Петер Хинтц широко развел руками, как бы говоря, что он бессилен что-либо изменить в этом трудном положении, затем, еле волоча ноги, по-стариковски сгорбившись, пошел к витрине. Дрожащей рукой стал собирать все, что лежало там на серебряном подносе: перстни, крышки от часов, браслеты, монограммы, серьги. Потом вернулся и положил все это в сейф. Ангелеску стоял в стороне и ковырял спичкой в зубах, потешно перекосив лицо. Старый часовщик ни разу не посмотрел в его сторону. Занятый опустошением витрины и ее новым оформлением, он думал о том, что у него нет возможности предупредить господина Ганса фон Клаузинга. Ведь если бы господин подполковник знал, что в этот момент опечатывают его вещи, в сущности его личное имущество, события развернулись бы, конечно, совершенно по-иному. А так? Хинтц вынужден сложить все в сейф, подписать протокол и ждать конфискации… И что он скажет Клаузингу? Что не проявил твердости? Но разве можно проявлять твердость в отношении полиции? Теперь, когда Хинтц познакомился с помощником полицейского комиссара, он понял, что это действительно самый грубый, самый жестокий из всех служащих в полиции! Этот человек может зверски избить крестьянина на рынке только за то, что тот продал несколько пучков шпината или горстей фасоли, не предъявив квитанцию об уплате налога на торговлю.

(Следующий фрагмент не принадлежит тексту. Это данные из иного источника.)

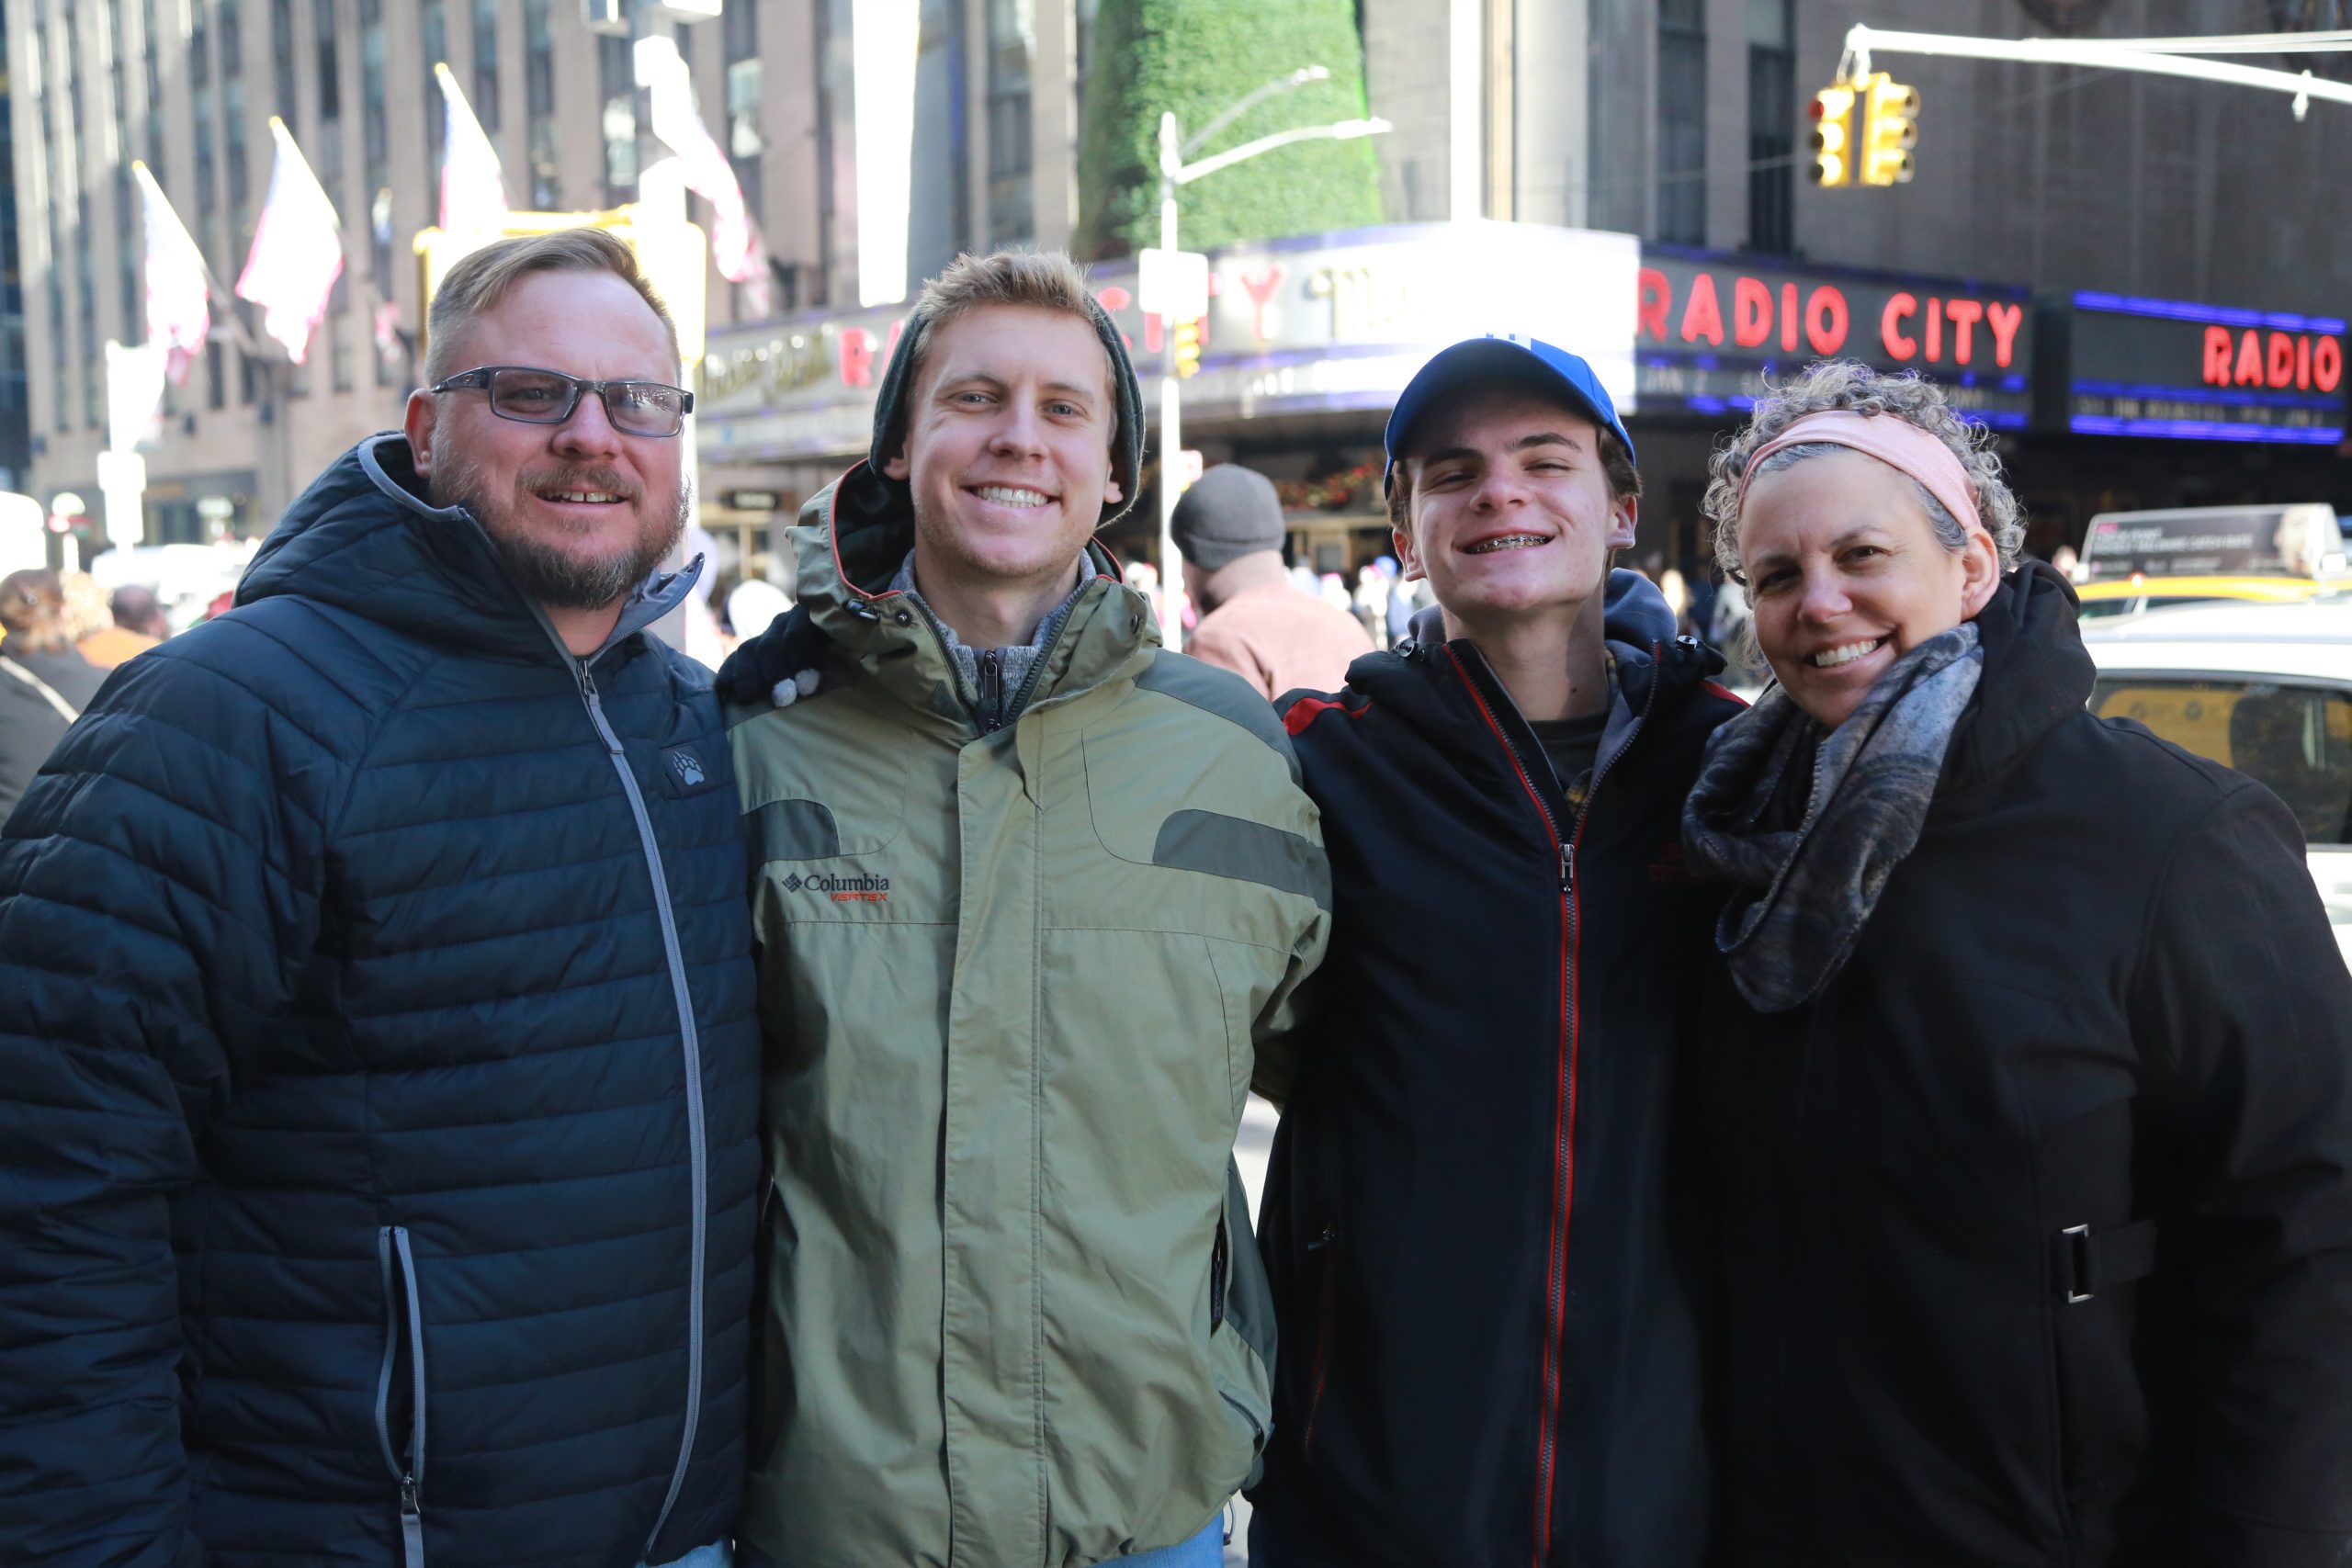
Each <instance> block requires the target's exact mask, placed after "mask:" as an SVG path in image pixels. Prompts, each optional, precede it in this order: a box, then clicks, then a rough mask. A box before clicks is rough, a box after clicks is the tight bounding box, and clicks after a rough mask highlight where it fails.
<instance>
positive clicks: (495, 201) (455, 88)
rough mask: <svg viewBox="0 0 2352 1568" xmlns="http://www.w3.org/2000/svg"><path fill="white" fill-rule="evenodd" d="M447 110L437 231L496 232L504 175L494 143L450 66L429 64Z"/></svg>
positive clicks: (503, 206) (503, 203) (503, 222)
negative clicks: (477, 117)
mask: <svg viewBox="0 0 2352 1568" xmlns="http://www.w3.org/2000/svg"><path fill="white" fill-rule="evenodd" d="M433 80H435V82H440V87H442V103H445V113H447V115H449V122H447V134H445V136H442V207H440V226H442V233H452V235H456V233H496V230H499V228H503V226H506V181H503V179H501V176H499V148H494V146H489V136H487V134H485V132H482V122H480V120H475V118H473V106H470V103H466V94H463V89H461V87H459V85H456V71H449V66H440V63H437V66H433Z"/></svg>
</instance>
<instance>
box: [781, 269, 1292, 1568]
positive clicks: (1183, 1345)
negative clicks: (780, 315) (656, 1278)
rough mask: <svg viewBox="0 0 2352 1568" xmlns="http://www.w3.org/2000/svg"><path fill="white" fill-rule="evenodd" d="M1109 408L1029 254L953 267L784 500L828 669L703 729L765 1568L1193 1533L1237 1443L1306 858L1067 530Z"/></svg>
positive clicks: (1077, 535) (1081, 519)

В это время зазвенел колокольчик над дверью, на пороге появилась запыхавшаяся мадемуазель Лиззи, в шелковом голубом платье и белых туфлях на высоком прямом каблуке, очень модных. Увидев ее, Ангелеску посторонился, чтобы дать ей дорогу, и проследил взглядом, как она идет к старому часовщику и целует его в лоб. Лиззи сразу заместила, что отец чем-то огорчен и встревожен, его потемневшее лицо свидетельствовало о том, что случилось что-то очень серьезное.
— Что с тобой? — спросила она по-немецки, сильно обеспокоенная, и бросила быстрый взгляд на Ангелеску, понимая, что он причастен к тому, что произошло.
— Лиззи, сходи, пожалуйста, к своему жениху, — Хинтц не хотел называть имя Клаузинга, — скажи ему, что вещи будут опечатаны…
— Это еще что такое? — поразилась мадемуазель Лиззи и возмущенно уперлась руками в бедра. — На каком основании?
— Я не все могу тебе объяснить. Передай ему то, что я тебе сказал, и попроси, чтобы он принял срочные меры…
Мадемуазель Лиззи зашла в свою комнату, причесалась перед зеркалом, слегка подкрасила губы и заторопилась на поиски Клаузинга. Проходя через мастерскую, она даже не взглянула на Ангелеску.